Rescue work for the thousands buried in rubble following the May 12 quake is ongoing, but is being complicated by disrupted water supplies and mass graves. Officials have now augmented efforts with campaigns to prevent disease among the region’s people and animals.
"Preventing disease is one of our largest responsibilities," Li said during a news conference in Beijing.
Most of the area’s 12.5 million bird and livestock deaths consisted of poultry.

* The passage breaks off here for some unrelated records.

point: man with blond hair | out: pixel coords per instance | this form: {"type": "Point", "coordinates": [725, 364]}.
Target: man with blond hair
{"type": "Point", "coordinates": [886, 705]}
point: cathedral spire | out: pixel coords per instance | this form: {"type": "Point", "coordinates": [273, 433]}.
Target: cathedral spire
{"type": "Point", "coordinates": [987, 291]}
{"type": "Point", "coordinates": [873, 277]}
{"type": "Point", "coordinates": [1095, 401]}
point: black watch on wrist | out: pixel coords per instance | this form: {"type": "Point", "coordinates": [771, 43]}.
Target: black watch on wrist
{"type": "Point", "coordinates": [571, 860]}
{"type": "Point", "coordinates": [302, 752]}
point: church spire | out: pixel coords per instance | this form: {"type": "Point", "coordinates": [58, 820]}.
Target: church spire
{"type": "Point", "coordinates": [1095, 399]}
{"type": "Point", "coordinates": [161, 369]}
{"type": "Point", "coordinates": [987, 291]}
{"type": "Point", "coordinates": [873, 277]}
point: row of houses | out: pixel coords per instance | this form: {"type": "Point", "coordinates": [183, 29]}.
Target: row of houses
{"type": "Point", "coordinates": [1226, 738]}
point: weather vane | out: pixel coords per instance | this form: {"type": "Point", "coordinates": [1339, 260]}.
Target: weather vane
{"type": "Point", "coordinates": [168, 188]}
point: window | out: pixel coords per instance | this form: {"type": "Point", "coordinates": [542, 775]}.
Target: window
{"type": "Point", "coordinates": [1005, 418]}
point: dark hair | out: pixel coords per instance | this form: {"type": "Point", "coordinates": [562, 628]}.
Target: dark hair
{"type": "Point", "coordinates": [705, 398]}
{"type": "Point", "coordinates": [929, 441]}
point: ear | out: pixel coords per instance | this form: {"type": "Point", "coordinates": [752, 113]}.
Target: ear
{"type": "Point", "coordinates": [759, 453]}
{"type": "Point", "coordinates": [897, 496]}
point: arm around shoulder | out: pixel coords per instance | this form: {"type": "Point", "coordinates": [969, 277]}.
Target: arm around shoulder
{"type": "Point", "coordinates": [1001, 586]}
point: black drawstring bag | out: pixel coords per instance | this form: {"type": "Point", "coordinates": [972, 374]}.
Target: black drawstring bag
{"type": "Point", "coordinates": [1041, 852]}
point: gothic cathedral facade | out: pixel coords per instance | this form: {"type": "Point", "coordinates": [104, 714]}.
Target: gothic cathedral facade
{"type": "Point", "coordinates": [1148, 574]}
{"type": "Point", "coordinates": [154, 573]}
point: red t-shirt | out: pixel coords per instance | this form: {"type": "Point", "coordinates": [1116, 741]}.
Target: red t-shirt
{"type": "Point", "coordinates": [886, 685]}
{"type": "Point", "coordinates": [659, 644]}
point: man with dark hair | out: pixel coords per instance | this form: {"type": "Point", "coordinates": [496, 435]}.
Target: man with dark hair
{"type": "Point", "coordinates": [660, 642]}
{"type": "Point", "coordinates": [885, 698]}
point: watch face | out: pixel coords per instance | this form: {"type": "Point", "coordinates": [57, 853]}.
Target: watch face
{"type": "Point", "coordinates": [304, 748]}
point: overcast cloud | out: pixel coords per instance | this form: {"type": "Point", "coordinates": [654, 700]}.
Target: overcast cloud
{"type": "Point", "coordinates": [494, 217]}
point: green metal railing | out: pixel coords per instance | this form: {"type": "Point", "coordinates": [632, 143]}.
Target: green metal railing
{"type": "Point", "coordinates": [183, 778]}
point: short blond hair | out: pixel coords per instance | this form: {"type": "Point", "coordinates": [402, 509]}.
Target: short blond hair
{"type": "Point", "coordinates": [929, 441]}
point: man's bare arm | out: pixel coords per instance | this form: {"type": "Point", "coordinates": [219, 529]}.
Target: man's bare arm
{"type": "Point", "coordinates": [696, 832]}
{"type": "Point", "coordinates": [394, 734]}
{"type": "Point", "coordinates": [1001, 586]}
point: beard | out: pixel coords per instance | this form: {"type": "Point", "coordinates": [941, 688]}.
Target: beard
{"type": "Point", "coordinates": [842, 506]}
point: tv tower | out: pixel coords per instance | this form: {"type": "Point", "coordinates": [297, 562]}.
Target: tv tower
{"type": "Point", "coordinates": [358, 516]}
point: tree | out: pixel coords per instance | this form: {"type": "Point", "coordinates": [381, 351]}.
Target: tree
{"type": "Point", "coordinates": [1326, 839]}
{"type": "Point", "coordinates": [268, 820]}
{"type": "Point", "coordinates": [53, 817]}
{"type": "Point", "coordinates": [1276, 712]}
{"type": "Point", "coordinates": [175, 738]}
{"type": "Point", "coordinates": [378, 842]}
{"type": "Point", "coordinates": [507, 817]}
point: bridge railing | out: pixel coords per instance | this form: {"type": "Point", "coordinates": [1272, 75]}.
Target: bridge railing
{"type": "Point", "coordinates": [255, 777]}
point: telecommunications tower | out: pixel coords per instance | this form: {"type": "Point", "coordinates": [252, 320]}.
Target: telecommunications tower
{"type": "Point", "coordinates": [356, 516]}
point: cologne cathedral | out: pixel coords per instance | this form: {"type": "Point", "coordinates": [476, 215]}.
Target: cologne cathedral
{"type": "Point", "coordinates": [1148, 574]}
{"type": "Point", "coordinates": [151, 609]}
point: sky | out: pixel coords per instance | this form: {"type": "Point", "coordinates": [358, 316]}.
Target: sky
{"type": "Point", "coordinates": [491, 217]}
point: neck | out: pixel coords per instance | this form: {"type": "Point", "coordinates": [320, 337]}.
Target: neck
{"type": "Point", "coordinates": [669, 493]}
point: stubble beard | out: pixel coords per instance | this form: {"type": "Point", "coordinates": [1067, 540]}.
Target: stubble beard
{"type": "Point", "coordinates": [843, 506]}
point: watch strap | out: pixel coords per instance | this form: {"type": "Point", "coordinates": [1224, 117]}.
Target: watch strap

The devastating quake has caused infrastructure damage as the region begins the sweltering summer season, a peak time for diseases such as blue ear pig disease, which devastated the hog population in 2007.
The breeding sow population is now 20 percent greater than this time last year, when disease and poor profits discouraged breeding, fueling inflation currently at a 12-year high, Li told Reuters.
Officials said the earthquake had severely damaged fish farms along with 15 percent of vegetable production in the area near the quake’s epicenter. As many as 50,000 greenhouses were also damaged, they reported.
Sichuan province accounts for nearly 15 percent of the country’s rapeseed production, along with 5 percent of vegetables and 7 percent of summer grains. Officials said that while a national surplus of fertilizer should compensate for damaged fertilizer plants in industrial towns such as Shifang, destruction to irrigation infrastructure would be harder to surmount.
The province is releasing reservoir water from reservoirs to lessen pressure on dams that were weakened by the quake.
"Some rice paddies may have to be turned into dry fields this summer," Wei Chaoan, vice minister of agriculture, told Reuters.
"Maybe, as this develops, many other problems will appear, including some we don't know about yet," he added.